“I’m not happy about that at all, it’s kind of ridiculous”. Those were the words of Scott Holiday back in 2012. Guitar Planet had just asked him how it felt to have the music he was making in the here and now labeled “Classic Rock”. He was right of course; it is ridiculous.
Rock bands are damned with grossly patronizing, feint praise for bearing even a passing resemblance to Led Zeppelin, while an R’n’B diva can openly pay homage to Aaliyah and be exalted as a modernist. Lady Gaga tips her cap to Madonna without anyone whispering the words “classic pop” and no brooding indie outfit aping Joy Division or Depeche Mode has ever been dubbed “ageing indie”. The closest comparison is the “record collector rock” moniker, sparingly used to describe acts like Primal Scream who curate the sounds of the past in order to conjure something new – but the emphasis still leans towards innovation instead of retrospection.

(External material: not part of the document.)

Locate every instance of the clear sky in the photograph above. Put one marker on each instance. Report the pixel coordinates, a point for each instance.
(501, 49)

The hypocrisy may be unshakable at this point, but there were no cobwebs to be picked off “Manifest Destiny”. The two-part showpiece from Rivals Sons’ 2012 album Head Down force feeds the listener unconscionably potent LSD in an LA back alley before depositing the hallucinating recipient in the glare of the sanity-stripping-sun of the great plains in 1822. The potential glimpsed on that odyssey is fulfilled handsomely on 2014’s Great Western Valkyrie; an album of crunching lunges and triumphant gallops as well as insular delicacy and prowling sleaze.
Rival Sons manage to shoulder the gleeful peacocking of the album’s first third without undermining the down-and-out severity of “Where I’ve Been” or “Belle Star’s” perception corroding guitar work. The secret to stabilizing this confounding cocktail lies in the Rival Sons’ unshakable musicianship. The cheap thrills aren’t played for hedonistic laughs and no ironic wink threatens to undermine the dwindling lows or portentous highs.
Instead Scott Holiday exudes control as his solo slips between the shadows on “Destination On Course”, offering a perfect, almost insidious, counterpoint to Jay Buchanan’s tonsil-splintering cries. By the time the album has receded into a world of inverted atonal groans which simultaneously recall wall-rattling aircraft engines, gruesome mechanical saws and spectral interference seeping from a malfunctioning wireless, you won’t have the slightest clue how you’ve got here, but you will be on tenterhooks.
Classic rock is meant to be dull and predictable, right? Well, whatever Rival Sons are supposed to be, they, emphatically, are not that. Great Western Valkyrie is the lithe, bestial, reactive and utterly unpredictable music of the moment. The living, breathing, seething, soaring, careening sound of the guitarist of the year: Scott Holiday.